Here’s our questions answered, thank you Ziaad for taking the time to share great insight into your culture and most sacred month.
So, what is Ramadan actually about?
“It’s one of 5 pillars of Islam. This means it’s something obligatory for every Muslim to take part in, that is if they’re physically able and of age. There are exceptions for the sick, pregnant etc. It is for 29-30 days and we fast from dawn to sunset. The purpose is to be more conscious of God and grow closer to him in this month, where throughout the year it is easy to get distracted. It is a great time to reset and remember our actual purpose of existence.
How does Ramadan work, what do you do for the month?
We abstain from food and drink from dawn to sunset. However, it is more than that, we try to abstain from all sins such as lying, swearing etc. It is a time to be conscious of God and to minimise our sins. Muslims are told to fast as all the prophets of the past were also ordered to fast, such as; Abraham, Moses, Jesus etc. We leave what is usually halal (lawful) such as food and drink in these 30 days as a form of worship, as mentioned it is the third of five pillars of Islam.
The five pillars of Islam are:
1. To declare God is the only one to worship and Muhammad (peace be upon him) is the last and final messenger
2. Pray our 5 daily prayers
3. Fast the month of Ramadan
4. Give charity
5. Perform the Hajj in Makkah if your means allows for it
Can you give us a snapshot of a typical day of fasting?
Typically, a Muslim will wake up before dawn, eat a little bit and drink water and then stop eating prior to dawn. Then offer the morning prayer (before sunrise), this is called Fajr. Then you will stay up and read some Quran or supplicate (make dua) where you ask God for what you want etc. There is the midday prayer which is called Dhuhr prayer. The Asr prayer which is in the afternoon. At sunset the Muslims can then break their fast, this is generally done by eating a date and drinking some water. Then we offer the prayer after sunset, this is called Magrib. We then eat dinner and rest, followed by the final of the 5 prayers for the day which is at night and is called Isha.
The difference in Ramadan is most Muslims pray additional voluntary prayers after Isha, this is called Tarawih. The challenge with the lockdown is we can’t pray in congregation, generally Muslims try to pray in congregation as there is more rewards. The reason there is so much extra prayers a Muslim does in Ramadan is because this is one of our holy months where our deeds are multiplied.
Along with this there is other acts of worship that are commonly increased in Ramadan such as; charity, kindness, feeding of the poor etc. You will see mosques all over the world hosting public iftar’s daily (the breaking of the fast meal).
Why is Ramadan in May this year? How are the dates of Ramadan selected?
Ramadan is the 9th month in the Islamic calendar. We have 12 months and we run on a lunar calendar.

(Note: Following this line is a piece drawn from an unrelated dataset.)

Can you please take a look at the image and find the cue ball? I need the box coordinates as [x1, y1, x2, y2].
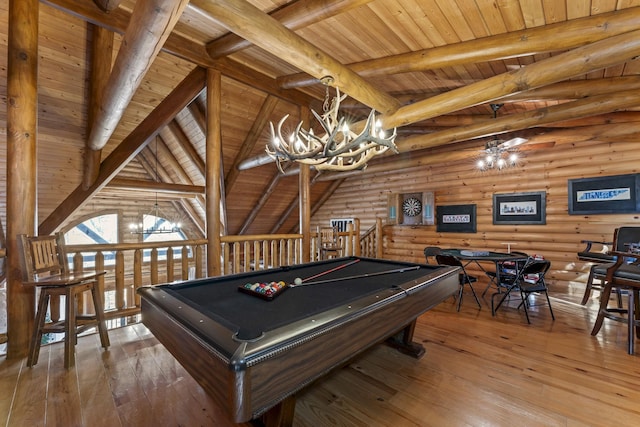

Ramadan marks the 9th month and it begins when the moon of Ramadan is spotted. It being a lunar calendar our months move back about 10 days every year as we only have 29-30 days in a month, depending on the moon phase. Whereas the Gregorian calendar is set 365 days and does not change. I can remember when I was a child Ramadan was in November/December.
Is there anything else you’d like to share with us?
I have linked an article the Guardian published this Ramadan. It gives some further insight into Ramadan. Mufti Zeeyad Ravat who is being interviewed is a client of Highview, and we setup his Not-For-Profit: Daarul Arqam Australia.
Thanks again Ziaad for helping us better understand the holy month of Ramadan.